逃げられないのさ
僕は勢いよく障子を開いた。障子は滑り、少し大きな音を立てて止まる。僕が慌てていることに驚いているのだろう。彼女は目を丸くしてこちらに顔を向けた。
「どうしたんですか?慌てちゃって」
「廊下が全然歩けないんです!」
「歩けない?滑りましたか・・?」
「いや、進まないんですよ!歩いても歩いても!」
彼女は何か得心がいったようで、あーという感じでニヤニヤした。そうして僕から興味がなくなったように、コタツの上に置いてあるお茶をすすって美味しそうにほっと一息つく。
見れば彼女の向かいにはもう一つ湯呑が置いてあり、僕が席を立った後、僕の分までお茶を入れてくれたらしい。ちょっと嬉しかったのだけど、今はそれどころじゃない。僕は彼女の向かいに座り、まだ落ち着かない頭を無理矢理落ち着かせ、何かを知っているだろう彼女から今の現象を聞き出そうとした。
「なにか知ってるんですか?あんなこと初めてなんですけど?」
彼女は目を細め優しげな表情でこう言った。
「本当にトイレに行こうとしましたか?」
「え・・・」
僕は言葉を失う。確かにトイレには行こうとしていない。でも、それがどうしたのだ。進めない廊下との関係が僕には一切見えてこない。
僕が余計に混乱してしまったのが伝わったのだろう。彼女が答えを言ってくれる。
「この家は私が許可した事以外はできないようになっているんです。」
また、僕は言葉に詰まってしまう。家にそんな仕掛けを施せるのだろうか。できるはずがない。だけど、そう考えると辻褄が合ってしまう。つまり、彼女はトイレに行くことは許したが、ここから逃げることは許していないということなのだろう。にわかには信じがたい。彼女はニコニコしていて、僕が心底驚いていることに満足しているらしかった。
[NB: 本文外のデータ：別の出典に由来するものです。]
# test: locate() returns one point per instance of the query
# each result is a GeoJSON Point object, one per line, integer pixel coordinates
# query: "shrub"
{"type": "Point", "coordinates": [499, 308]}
「というかトイレに行かないで、どこに行こうとしてたんですか?」
驚いてる最中に投じられたその質問に僕は動揺を隠しきれない。口の中が乾いて呼吸すらままならない早く答えなければ。炬燵の向かいに座るのは最早得体のしれないナニカであり、下手な答えを返せば何をされるかわからない。だけど、混乱している頭ではどうしたって、まともな言い訳を考えられるはずがない。逃げようとしてましたと正直に告白するか?できるはずがないだろう。
「そんなことはどうでもいいんです、あなたのしたいことしかできないなんて、どんな仕組みなんですか?」
「まず私の質問に答えてくださいな」
話は逸らせない。彼女はニコニコしていて、感情が読みづらい。わりと今、人生の中でピンチなのではないだろうか、まさかトイレに行くふりをしただけで、ここまで追い詰められるとは思わなかった。僕は乾いた喉を潤すために彼女が淹れてくれたお茶を飲む。それはとても熱くて苦かった。